Bihari Identity Assumes A New Importance!

Only three of the 40 legislators in Lok Sabha from Bihar are Muslims, with one each from Janta Dal-United (JD-U), Bharatiya Janata Party (BJP) and the Congress. Muslims form around 16.5 percent of the population of Bihar. Only 19 of the 243-member Bihar assembly are Muslims. Ironically, representation of Muslims in Lok Sabha and Bihar assembly is not close to what it should be in keeping with their population in the state. Despite their being under-represented, the importance of secular flag being waived by parties with a strong base in Bihar cannot be sidelined. This refers particularly to JD-U having sent strong signals to BJP that it is against Gujarat Chief Minister Narendra Modi being projected as a prime ministerial candidate during the forthcoming parliamentary elections. Certainly, JD-U does not want to risk losing support of Muslims in Bihar.

Undeniably, Bihar is one state where communal card played by extremist elements has not been allowed to have its way in targeting Muslims during the present or the previous regime led by Lalu Prasad Yadav. Political history stands witness to Bihari leaders having prevented LK Advani’s chariot procession’s entry into the state during the phase of the communal frenzy over the Ayodhya-issue. Besides, following Gujarat-carnage, Modi has not been allowed to campaign for BJP in Bihar.

The new importance assumed by political strategies being worked out in Bihar conveys yet another message. The Rs 12,000-crore package announced recently by the Centre for Bihar state falls in this category. The Congress is apparently not against entering into some political understanding with JD-U, with an eye on increasing its strength in the next Lok Sabha.

 It is as yet too early to expect JD-U to state that it may be expected to give serious consideration to an alliance with Congress. But the Congress can be expected to consider a political handshake with JD-U. Of the 40 members from Bihar in Lok Sabha, 20 are from JD-U. Only three are from the ally of Congress, Rashtriya Janata Dal (RJD) led by Lalu Prasad Yadav. The position of the Congress is worse in Bihar with it having won only two seats in the last Lok Sabha elections. With one of these legislators, Meira Kumar, having been appointed as Speaker of Lok Sabha, the Congress is represented in this House by only one legislator, Maulana Mohammed Asrarul Haque who represents Kishanganj, a Muslim majority area.

The BJP, which won a quarter of the 40 seats from Bihar in the previous Lok Sabha elections, may not have succeeded without a strategic alliance with JD-U.  The BJP cannot afford to lose this alliance. JD-U has adopted a politically diplomatic approach towards the package, with party’s Bihar president BN Singh stating that as it falls short of their expectation of Rs 20,000 crore, “there is nothing to welcome the approval of Rs 12,000 crore under BRGF (Backward Regions Grant Fund).” The political message may be read as follows: if the Congress expects to reach some political understanding with JD-U, it needs to consider allocating more funds for Bihar’s development.  

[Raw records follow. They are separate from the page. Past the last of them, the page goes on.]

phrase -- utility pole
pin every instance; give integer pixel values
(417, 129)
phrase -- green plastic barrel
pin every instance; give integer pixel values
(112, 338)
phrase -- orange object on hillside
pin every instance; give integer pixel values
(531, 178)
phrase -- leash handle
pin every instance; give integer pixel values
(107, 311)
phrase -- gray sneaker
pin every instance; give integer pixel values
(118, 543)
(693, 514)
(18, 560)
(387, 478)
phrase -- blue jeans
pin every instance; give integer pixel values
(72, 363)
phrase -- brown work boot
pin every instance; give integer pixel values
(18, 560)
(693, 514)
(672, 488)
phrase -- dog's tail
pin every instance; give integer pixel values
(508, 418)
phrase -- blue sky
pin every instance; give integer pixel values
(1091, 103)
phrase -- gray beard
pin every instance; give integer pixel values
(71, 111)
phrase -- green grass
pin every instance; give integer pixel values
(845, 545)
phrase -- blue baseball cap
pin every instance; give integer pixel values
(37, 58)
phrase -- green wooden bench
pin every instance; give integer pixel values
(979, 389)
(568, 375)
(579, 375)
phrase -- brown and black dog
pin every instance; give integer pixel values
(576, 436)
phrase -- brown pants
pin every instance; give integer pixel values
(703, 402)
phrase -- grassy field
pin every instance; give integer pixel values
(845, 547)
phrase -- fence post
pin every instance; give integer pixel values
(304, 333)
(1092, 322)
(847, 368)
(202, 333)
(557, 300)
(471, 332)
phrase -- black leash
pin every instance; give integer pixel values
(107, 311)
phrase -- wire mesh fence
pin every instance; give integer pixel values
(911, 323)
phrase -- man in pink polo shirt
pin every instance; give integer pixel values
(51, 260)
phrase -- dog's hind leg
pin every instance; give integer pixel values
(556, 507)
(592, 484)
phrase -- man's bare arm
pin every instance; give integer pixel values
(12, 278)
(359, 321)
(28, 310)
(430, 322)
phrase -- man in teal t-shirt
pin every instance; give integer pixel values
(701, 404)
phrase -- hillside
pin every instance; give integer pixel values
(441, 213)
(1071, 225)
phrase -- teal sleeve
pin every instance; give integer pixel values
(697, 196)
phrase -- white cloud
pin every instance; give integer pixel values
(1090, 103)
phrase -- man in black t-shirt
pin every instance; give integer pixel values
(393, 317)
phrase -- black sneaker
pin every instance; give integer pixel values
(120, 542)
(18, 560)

The 12000-crore package and JD-U’s response signals tremendous increase in the political importance of Bihar, legislators from Bihar and the Bihari voter.  Now, politicians from Bihar are asserting themselves with a new fervor, conveying the message that they are proud to be Biharis. This message bears its own significance as in several parts of the country, while Bengalis are generally looked up as intellectuals, Biharis are not given the same importance. If Bengalis are placed at the upper edge of a pole, Biharis are near the bottom.

 The revolutionary manner in which Bihari leaders and people have asserted themselves in recent years has considerably shattered this stereotype image held about them.

This image may be called stereotyped, based on misconceptions held about the Bihari identity for several reasons. History stands witness to the state having had a rich and glorious past. India’s first president, Dr. Rajnedra Prasad, who was also a great freedom fighter, hailed from Bihar, so was Jay Prakash Narayan, one of the greatest Indians in recent times.

It is indeed a strange irony that despite Bihar being historically known as an ancient centre of learning, such as Nalanda University, where the famous Chinese pilgrim Hiuen Tsang spent 12 years as a student and a teacher in the seventh century, till recently, Biharis’ identity seldom commanded much respect. This trend is now taking a U-turn. Bihar and its role in the political power-play at the centre and inside Bihar are now being looked upto with a new vision.

The rally held recently in Delhi by Bihar Chief Minister Nitish Kumar strongly asserted the political identity of JD-U and that of the Bihari voter. Politically, Bihar cannot be ignored any longer where national politics is concerned. Even the Congress has understood this message. The Rs 12000-crore package does not simply indicate the Congress attempt to woo JD-U to its camp. Irrespective of whether more financial packages are announced for Bihar or not, the recent developments certainly suggest that the new importance gained by the Bihari identity can no longer be ignored.

It is hoped that similar importance is accorded to the Bihari Muslims. Their representation needs to be increased in Lok Sabha as well as in the Bihar assembly!